Court Opinion

ID: 6142111
Source: CourtListenerOpinion
Date Created: 2022-02-05 14:41:18.506543+00
Date Added: 2024-06-11T08:54:41.408181
License: Public Domain

The Surrogate.
The proponent’s position—that the petition is sufficient to give this court jurisdiction—is sound, yet this is jurisdiction only to entertain the proceedings, and adjudicate without proofs in case the petition is not controverted. Here the important allegation of the petition—that the testator is dead—is controverted, and the burden of proof is upon the proponent to prove that fact. That this may be an issue triable in this court is, I think, recognized in Carroll v. Carroll (60 N. Y, 121, 123), where Miller, J., in passing upon the question whether probate proceedings were evidence of the testator’s death, referred to certain authorities sustaining the affirmative of the proposition, and said: u This is undoubtedly the true rule, and it will be found, upon examination, that the authorities cited upon this question relate mainly to cases where the right of the administrator or executor to sue is involved, or where the parties were connected with the proceeding, interested in the estate, and had their rights adjudicated upon when the will was established before the probate court.”

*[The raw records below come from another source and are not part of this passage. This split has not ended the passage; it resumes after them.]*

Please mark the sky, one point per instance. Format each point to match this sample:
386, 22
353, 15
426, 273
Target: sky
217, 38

If, then, the probate proceedings are evidence of the death of the testator, against the parties to the proceedings, it must follow that they have the right to cross-examine witnesses testifying to the fact, and the right to advance counter-proofs.
I do not think the documents from England competent proof, nor could the death of the testator be proven by repute.
It follows, there is not now sufficient proof before me of the death of Robert T. Front the alleged testator.